Au-delà de la voix, du regard, du rythme, de l’intonation vocale, de la posture, de la présence… et j’en passe… nous oublions une alliée essentielle, une respiration cruciale : la ponctuation !! Y compris dans un texte dit, énoncé, et pas seulement lu.
Amusez-vous à lire à haute voix le texte que vous êtes en train de lire. Respectez-vous les virgules, les points, les points d’exclamation ou d’interrogation ? Faites-vous des pauses, des micro silences, des modulations vocales ? Etes-vous dans le texte, dans son contenu ? Comprenez-vous véritablement, avec toute votre attention, ce que vous lisez ? Ou lisez-vous à toute vitesse la phrase d’après sans même profiter de la phrase présente ?
Un certain nombre de personnes (beaucoup trop !) parlent sans ponctuer, sans silence, en ne respectant pas les suspensions et respirations du texte, entamant la phrase suivante en la coupant au mauvais endroit… Cela peut donner un sens totalement différent à leurs propos. Illustration avec cet exemple trouvé dans le blog du journal « Le monde » d’avril 2006 intitulé « une virgule, et tout bascule » :
« En 1649, le général Fairfax, lieutenant de Cromwell, devait signer l’ordre d’exécuter le roi Charles Ier d’Angleterre. Inquiet des conséquences possibles de son acte, il prit soin de faire précéder son paraphe d’une phrase en latin « “Si omnes consentiunt ego non dissentio » sans ponctuation, ce qui en laissait le sens ouvert, à charge pour les récipiendaires de l’interpréter. Exercice périlleux : avec une virgule devant « ego », on comprend : “Si tous acceptent, moi je ne m’oppose pas”. En ajoutant une seconde virgule après « non » : “Si tous acceptent, moi pas, je m’oppose”.
La démonstration est faite ! Une simple virgule peut donc changer la compréhension du texte ! Poussé à l’extrême, voyez comme cela peut être lourd de conséquences !
Marquer la respiration d’une ponctuation, c’est mettre du sens dans son texte (lu ou dit). En respectant le rythme de notre parole, nous laissons l’autre ou les autres rentrer dans notre texte et prendre la mesure de ce que nous exprimons. Nous rendons accessible et « mettons en commun ». Nous devenons communiquant. Nous multiplions notre capacité à être présent et nous désamorçons le « pilote automatique ». Nous faisons monter la «puissance dramatique» de notre intervention. Nous incarnons notre posture d’orateur. Nous prenons avec plus de facilité notre place, aidés par l’implication et l’élan de vie que nous mettons dans notre intervention au fur et à mesure que nous parlons.

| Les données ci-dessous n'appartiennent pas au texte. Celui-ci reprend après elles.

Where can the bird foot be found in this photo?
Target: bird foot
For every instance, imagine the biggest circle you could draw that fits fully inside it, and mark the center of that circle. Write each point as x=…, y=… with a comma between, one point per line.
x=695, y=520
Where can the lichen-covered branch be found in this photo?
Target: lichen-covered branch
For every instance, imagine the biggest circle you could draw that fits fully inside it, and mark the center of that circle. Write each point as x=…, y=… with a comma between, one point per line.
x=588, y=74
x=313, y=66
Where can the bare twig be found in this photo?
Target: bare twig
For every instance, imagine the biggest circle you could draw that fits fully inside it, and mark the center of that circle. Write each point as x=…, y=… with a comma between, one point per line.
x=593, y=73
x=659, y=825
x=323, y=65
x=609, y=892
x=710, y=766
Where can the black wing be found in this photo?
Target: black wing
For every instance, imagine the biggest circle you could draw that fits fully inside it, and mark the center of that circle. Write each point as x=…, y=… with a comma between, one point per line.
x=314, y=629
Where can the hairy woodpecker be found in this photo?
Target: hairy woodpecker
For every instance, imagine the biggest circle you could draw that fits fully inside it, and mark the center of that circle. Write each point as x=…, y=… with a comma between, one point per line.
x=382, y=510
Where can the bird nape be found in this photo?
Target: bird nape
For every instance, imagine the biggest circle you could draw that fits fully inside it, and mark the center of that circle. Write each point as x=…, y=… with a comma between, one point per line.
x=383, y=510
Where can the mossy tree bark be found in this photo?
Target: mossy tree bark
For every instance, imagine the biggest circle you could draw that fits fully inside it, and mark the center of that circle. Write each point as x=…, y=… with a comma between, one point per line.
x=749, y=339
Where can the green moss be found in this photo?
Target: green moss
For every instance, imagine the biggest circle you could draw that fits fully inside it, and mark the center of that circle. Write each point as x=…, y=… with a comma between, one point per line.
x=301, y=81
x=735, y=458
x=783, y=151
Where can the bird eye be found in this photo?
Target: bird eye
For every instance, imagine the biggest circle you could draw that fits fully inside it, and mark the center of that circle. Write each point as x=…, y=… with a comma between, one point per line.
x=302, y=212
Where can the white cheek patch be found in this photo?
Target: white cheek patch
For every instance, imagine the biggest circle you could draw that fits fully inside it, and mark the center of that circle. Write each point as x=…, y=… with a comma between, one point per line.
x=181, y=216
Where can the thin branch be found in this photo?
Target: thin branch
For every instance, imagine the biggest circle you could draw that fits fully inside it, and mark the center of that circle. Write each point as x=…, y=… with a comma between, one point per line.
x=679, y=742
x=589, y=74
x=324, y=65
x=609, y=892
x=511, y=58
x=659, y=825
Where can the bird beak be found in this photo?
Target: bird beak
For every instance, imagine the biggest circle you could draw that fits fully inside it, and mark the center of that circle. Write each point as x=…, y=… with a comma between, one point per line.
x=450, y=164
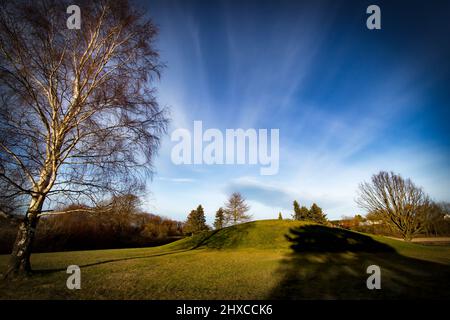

Prendre la parole, c’est décider de donner de l’importance à ce que l’on dit. « Zapper » le rythme de sa parole en faisant abstraction de la ponctuation ou en la négligeant, c’est risquer la monotonie, la surexcitation, la fuite, l’absence d’échange.
Posons-nous la question suivante : est-ce que je m’autorise à mériter d’être entendu(e) ?
Nous apercevrions-nous que nous voulons faire « au plus vite » quand nous parlons ?, quitte à négliger (même inconsciemment) qu’il y a des personnes en face de nous, voire venues expressément pour nous ou pour la cause que nous défendons ?
En décidant de prêter attention à ce que nous disons, lisons, exprimons, nous redonnons à la ponctuation ses lettres de noblesse 🙂 . C’est en grande partie elle qui crée et favorise l’échange et l’écoute. C’est également elle qui nourrit le sens et la réflexion.
On prête à Francis Scott Fitzgerald la phrase suivante : « La ponctuation, ce n’est pas de l’orthographe, c’est de la pensée ». J’ajouterais que c’est de la pensée à partager et à « offrir » à celles et ceux à qui nous nous adressons. Cela ne peut donc être fait « à la va vite »…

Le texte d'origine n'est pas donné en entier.